"Our character is what we do when we think no one is looking." -H. Jackson Brown, Jr.
Well, the dream of freedom, birthed on the 4th, does still live. But let's face it -- our government (especially the IRS) would very much like to have a deeper, larger influence in our financial lives.
As a US citizen, the IRS is one of the most powerful organizations in each of our little worlds. Solely responsible for collecting federal taxes and imposing related penalties, the IRS poses one of the biggest financial threats to individuals and business owners.
This is, in fact, why we work so hard on your behalf.
The Treasury Department has unique information resources, legal standing, and even a role as a law enforcement agency. On top of all this, the IRS has the authority to issue legislation and the freedom to make mistakes without consequences (they're protected from penalties for false tax accusations).
So what can we do to protect ourselves from the IRS' power and potential for financial wrath? ... Well, if there were a concrete answer for that, the IRS wouldn't be the intimidating and widely-feared agency it is today. But there is one thing each of us can do to keep them off our back:
Keep good records.
Our best defense against audits and false accusations is keeping accurate, detailed records of the flow of all money into and out of our lives.
I've written on this subject before, but it's worth re-visiting (and some of this has been updated since I last wrote). So here is my guide for how long to keep your records...
Completed tax returns: Keep for seven years
1) The IRS has three years from your filing date to audit your return if it suspects good-faith errors.
2) The three-year deadline also applies if you'd like to make some sort of amendment because you discover a mistake in your return and can claim a refund.
3) The IRS has six years to challenge your return if it thinks you underreported your gross income, or if they deem there is a "substantial mistake" (this is new in the past year).
All this adds up to keeping that info for seven years. Beyond that, there's no reason -- except for posterity.
IRA contribution records: Keep Permanently
You'll need to be able to prove that you already paid tax on this money when the time comes to withdraw.

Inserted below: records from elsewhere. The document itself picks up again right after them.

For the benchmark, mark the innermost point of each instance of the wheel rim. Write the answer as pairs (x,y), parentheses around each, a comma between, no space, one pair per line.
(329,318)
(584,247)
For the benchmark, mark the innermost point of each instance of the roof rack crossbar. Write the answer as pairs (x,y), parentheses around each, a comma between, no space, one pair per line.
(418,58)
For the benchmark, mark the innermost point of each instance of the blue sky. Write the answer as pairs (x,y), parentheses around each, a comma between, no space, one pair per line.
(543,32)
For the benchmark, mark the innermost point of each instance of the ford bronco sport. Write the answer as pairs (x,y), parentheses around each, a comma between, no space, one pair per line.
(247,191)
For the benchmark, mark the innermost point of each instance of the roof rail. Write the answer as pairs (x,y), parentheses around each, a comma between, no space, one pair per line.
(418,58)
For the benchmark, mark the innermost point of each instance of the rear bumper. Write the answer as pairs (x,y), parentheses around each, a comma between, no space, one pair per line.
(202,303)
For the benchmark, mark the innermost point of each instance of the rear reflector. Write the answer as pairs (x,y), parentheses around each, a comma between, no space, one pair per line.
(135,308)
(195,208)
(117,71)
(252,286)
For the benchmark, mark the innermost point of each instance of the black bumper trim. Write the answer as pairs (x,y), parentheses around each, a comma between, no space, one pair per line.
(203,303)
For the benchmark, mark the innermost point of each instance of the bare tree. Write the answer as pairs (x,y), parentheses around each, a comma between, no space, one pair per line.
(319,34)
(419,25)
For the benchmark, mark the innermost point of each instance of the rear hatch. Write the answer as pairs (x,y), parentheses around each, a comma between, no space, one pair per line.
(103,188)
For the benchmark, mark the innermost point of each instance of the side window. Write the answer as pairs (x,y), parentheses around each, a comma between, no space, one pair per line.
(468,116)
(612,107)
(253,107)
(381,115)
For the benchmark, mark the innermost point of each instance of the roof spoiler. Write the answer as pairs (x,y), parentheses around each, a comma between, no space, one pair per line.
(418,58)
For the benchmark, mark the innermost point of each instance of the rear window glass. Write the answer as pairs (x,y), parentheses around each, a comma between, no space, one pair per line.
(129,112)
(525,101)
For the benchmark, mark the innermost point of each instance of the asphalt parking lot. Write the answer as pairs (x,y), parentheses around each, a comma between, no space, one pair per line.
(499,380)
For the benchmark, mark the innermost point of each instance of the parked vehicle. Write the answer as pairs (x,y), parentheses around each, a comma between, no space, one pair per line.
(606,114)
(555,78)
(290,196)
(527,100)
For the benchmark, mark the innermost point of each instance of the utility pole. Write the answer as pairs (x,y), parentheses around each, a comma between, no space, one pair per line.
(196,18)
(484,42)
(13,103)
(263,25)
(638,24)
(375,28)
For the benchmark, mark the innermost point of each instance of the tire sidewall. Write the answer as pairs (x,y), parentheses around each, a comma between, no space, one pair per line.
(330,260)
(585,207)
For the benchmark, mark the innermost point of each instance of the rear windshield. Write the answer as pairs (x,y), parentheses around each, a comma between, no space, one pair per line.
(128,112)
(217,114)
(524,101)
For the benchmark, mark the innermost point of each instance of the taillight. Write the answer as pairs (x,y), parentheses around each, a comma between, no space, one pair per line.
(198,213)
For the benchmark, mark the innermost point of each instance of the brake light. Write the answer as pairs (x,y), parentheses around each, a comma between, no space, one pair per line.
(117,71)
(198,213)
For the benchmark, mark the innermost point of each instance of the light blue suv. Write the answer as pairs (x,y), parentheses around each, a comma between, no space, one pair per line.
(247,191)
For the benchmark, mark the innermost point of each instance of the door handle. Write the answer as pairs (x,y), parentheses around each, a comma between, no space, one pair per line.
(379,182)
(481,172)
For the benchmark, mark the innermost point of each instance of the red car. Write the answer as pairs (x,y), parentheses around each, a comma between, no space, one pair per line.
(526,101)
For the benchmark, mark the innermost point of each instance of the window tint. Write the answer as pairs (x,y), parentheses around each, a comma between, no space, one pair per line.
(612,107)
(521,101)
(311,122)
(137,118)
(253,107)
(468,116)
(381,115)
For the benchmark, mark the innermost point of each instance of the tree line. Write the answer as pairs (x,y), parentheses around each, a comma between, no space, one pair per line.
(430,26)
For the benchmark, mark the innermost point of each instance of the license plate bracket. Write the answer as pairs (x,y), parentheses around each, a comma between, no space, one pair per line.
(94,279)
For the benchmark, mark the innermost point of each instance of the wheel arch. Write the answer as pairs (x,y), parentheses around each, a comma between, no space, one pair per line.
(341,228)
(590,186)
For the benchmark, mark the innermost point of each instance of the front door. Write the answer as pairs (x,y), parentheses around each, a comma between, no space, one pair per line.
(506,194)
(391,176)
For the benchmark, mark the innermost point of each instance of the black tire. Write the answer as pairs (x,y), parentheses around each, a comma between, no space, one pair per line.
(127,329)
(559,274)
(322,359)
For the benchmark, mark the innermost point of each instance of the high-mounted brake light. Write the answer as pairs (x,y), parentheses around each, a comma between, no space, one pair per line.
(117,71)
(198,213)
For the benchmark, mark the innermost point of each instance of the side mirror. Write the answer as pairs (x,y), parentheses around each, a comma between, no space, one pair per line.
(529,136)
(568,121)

Bank records: Keep for just one year
Those related to your taxes, business expenses, home improvements and mortgage payments will obviously need to be included for next year's taxes. But unless there is some sort of emotional or posterity reason, get rid of everything after one year.
Brokerage statements: Keep until you sell
To prove whether or not you have a capital gain or loss for tax purposes; after this point, shred it.
Household bills: Keep from one year to permanently
When the canceled check from a paid bill has been returned, you can shred the bill with a clear conscience. However, bills for big purchases -- such as jewelry, rugs, appliances, antiques, cars, collectibles, furniture, computers, etc. -- should be kept in an insurance file for proof of their value in the event of loss or damage.
Credit card receipts and statements: Keep 45 days/Seven years
Some families don't even bother to match up their statements, but if you do so, shred the receipts once you've verified everything. There's no reason to keep everyday receipts beyond this point. For tax-related purchases, you need only keep the statements for seven years -- after that, shred it, baby.
Paycheck stubs: Keep for one year
This is to verify that when you receive your annual W-2 form from your employer, the information from your stubs match. If so, shred all of the stubs ... if not, request a corrected form, known as a W-2c. After that's been handled -- shred.
House/condominium records: Keep six years/permanently
You'll want to keep all records documenting the purchase price and the cost of permanent improvements -- such as remodeling, additions and installations as well as records of expenses incurred in selling and buying the property, such as legal fees and your real estate agent's commission, for six years after you sell your home.
Holding on to these records is important because any improvements you make on your house, as well as expenses in selling it, are added to the original purchase price or cost basis. Therefore, you are able to lower your capital gains tax when you sell your house.
All of this will help you develop a strong wall of defense around the "castle" of your finances. Generally, the better and more accurate your records, the better your chances are for surviving the peering eyes of IRS auditors.